Never said it was illegal. Hence my phrasing monopoly and not an illegal monopoly aka monopoly that abuses their position. But was defines a monopoly? 26% of market doesn't sound like a monopoly to me looking at past antitrust actions. Which why i ask my question, is this lowest percentage of the market for antitrust action?

Clubber 6 days ago | parent [-]

In the global search engine market, Google maintains a dominant position. In January 2025, its market share was approximately 89.62% across all devices, and 93.89% in the mobile search market. While Bing, Yandex, and Yahoo! hold a smaller share of the market, Google continues to be the leading search engine.

adrr 6 days ago | parent [-]

What does search have to do with this? This is on their display ads.

You can read decision here. No mention of search.

https://storage.courtlistener.com/recap/gov.uscourts.vaed.53...

hnfong 6 days ago | parent [-]

> You can read decision here. No mention of search. I count 13 mentions of "Google Search" and 44 mentions of "search" in the linked document.

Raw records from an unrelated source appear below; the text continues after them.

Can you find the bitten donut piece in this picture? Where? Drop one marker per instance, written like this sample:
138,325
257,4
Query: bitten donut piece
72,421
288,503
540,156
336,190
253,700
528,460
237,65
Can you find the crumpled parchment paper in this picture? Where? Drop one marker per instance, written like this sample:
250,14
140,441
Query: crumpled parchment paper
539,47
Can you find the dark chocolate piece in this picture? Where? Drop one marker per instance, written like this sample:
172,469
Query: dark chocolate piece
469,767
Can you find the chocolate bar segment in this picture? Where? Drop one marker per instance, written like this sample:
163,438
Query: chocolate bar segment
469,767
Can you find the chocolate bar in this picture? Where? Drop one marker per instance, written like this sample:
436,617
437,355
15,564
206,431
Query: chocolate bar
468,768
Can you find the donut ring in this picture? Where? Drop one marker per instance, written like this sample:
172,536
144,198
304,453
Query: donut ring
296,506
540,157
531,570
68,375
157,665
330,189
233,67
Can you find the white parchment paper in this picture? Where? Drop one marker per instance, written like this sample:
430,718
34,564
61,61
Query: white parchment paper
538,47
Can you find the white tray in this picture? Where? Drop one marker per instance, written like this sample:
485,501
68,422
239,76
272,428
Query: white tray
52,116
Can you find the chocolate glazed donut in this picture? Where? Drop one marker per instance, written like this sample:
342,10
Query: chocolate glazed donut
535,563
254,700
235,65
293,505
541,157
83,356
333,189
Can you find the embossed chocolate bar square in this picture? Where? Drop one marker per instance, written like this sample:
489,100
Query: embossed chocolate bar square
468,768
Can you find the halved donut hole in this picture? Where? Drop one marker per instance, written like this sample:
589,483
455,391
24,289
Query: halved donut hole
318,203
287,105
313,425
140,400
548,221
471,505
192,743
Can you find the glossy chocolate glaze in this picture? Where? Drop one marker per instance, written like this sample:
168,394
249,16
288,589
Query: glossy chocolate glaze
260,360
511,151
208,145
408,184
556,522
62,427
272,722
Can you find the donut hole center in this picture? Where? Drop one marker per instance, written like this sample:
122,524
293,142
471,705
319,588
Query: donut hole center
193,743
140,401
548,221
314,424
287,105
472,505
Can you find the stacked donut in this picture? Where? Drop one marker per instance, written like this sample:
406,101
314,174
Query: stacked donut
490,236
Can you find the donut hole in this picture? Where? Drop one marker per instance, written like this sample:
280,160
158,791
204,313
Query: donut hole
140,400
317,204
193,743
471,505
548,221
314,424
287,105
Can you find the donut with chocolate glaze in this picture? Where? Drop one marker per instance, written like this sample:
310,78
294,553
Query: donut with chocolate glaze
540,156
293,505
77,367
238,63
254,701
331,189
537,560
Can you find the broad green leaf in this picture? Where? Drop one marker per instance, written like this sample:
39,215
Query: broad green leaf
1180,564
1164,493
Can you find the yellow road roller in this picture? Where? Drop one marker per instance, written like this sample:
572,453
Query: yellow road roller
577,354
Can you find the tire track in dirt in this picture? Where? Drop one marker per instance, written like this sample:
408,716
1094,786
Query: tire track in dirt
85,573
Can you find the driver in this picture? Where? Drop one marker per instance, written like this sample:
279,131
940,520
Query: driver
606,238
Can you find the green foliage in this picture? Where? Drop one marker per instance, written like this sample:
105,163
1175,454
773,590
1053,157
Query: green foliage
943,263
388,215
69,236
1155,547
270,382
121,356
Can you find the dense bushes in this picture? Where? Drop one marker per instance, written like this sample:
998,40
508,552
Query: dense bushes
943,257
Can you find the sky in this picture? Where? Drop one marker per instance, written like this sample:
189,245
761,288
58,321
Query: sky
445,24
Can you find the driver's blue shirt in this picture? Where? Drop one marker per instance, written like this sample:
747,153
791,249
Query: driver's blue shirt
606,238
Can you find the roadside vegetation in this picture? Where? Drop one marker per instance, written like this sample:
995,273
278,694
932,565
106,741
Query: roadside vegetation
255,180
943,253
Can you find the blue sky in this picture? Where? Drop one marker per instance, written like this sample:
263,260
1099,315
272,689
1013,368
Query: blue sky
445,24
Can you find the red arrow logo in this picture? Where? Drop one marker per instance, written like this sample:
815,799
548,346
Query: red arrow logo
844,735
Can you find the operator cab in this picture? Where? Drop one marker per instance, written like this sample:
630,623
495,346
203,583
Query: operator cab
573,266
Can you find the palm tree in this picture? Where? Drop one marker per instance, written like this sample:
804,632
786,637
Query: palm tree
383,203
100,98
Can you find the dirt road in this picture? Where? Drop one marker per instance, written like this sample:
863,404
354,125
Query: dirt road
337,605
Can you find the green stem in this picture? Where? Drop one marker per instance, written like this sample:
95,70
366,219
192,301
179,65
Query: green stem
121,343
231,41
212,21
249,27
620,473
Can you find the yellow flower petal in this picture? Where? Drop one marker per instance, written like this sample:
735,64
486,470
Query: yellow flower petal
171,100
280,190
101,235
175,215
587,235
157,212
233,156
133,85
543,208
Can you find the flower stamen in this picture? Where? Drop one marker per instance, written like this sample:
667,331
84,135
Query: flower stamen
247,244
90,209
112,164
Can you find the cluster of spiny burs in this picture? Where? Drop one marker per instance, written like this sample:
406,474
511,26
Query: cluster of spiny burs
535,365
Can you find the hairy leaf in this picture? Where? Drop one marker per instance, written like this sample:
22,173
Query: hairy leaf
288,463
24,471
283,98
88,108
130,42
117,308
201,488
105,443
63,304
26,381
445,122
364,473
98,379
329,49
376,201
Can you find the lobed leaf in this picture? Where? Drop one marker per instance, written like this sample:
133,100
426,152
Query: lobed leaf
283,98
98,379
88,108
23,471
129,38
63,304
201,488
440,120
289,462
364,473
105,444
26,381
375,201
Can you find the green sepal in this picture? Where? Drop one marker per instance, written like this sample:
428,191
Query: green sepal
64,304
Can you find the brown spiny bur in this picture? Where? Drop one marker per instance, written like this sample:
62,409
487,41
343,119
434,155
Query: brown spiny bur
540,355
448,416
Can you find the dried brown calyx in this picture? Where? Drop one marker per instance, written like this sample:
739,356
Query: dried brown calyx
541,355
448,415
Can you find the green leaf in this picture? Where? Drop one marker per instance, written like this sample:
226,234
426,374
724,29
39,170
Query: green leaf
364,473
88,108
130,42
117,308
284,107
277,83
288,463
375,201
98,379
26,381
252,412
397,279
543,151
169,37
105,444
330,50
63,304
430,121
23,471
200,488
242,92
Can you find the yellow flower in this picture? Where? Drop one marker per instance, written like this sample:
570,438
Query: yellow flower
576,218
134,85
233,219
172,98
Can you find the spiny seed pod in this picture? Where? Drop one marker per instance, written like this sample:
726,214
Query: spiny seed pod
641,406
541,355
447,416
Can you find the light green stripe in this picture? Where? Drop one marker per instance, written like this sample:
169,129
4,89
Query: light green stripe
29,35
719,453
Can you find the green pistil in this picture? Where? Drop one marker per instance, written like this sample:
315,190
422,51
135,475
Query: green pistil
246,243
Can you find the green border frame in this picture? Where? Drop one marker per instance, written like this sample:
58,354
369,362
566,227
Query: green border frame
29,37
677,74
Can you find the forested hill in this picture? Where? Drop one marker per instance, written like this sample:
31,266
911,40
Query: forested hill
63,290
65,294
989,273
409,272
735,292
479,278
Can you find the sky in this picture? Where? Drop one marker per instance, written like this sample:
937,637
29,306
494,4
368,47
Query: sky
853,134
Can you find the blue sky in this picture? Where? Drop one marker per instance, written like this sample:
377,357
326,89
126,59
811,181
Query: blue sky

Of course this doesn't mean the monopoly is in "search", but before you complain that I just grepped the document for the keywords without reading it, here's the actual relevant text:

  Plaintiffs have proven that Google has willfully engaged in a series of anticompetitive acts to acquire and maintain monopoly power in the publisher ad server and ad exchange markets for open-web display advertising. For over a decade, Google has tied its publisher ad server and ad exchange together through contractual policies and technological integration, which enabled the company to establish and protect its monopoly power in these two markets. Google further entrenched its monopoly power by imposing anticompetitive policies on its customers and eliminating desirable product features. In addition to depriving rivals of the ability to compete, this exclusionary conduct substantially harmed Google’s publisher customers, the competitive process, and, ultimately, consumers of information on the open web. Accordingly, Google is liable under Sections 1 and 2 of the Sherman Act.
So it's quite clear the court thought Google was a monopoly in "publisher ad server and ad exchange markets for open-web display advertising". Not "market for digital marketing" as you alluded to.

I really don't know what to make of your comments here -- either you read the document and decided to just spin it as some braindead decision, or you didn't read the document and just wantonly claimed it didn't mention "search".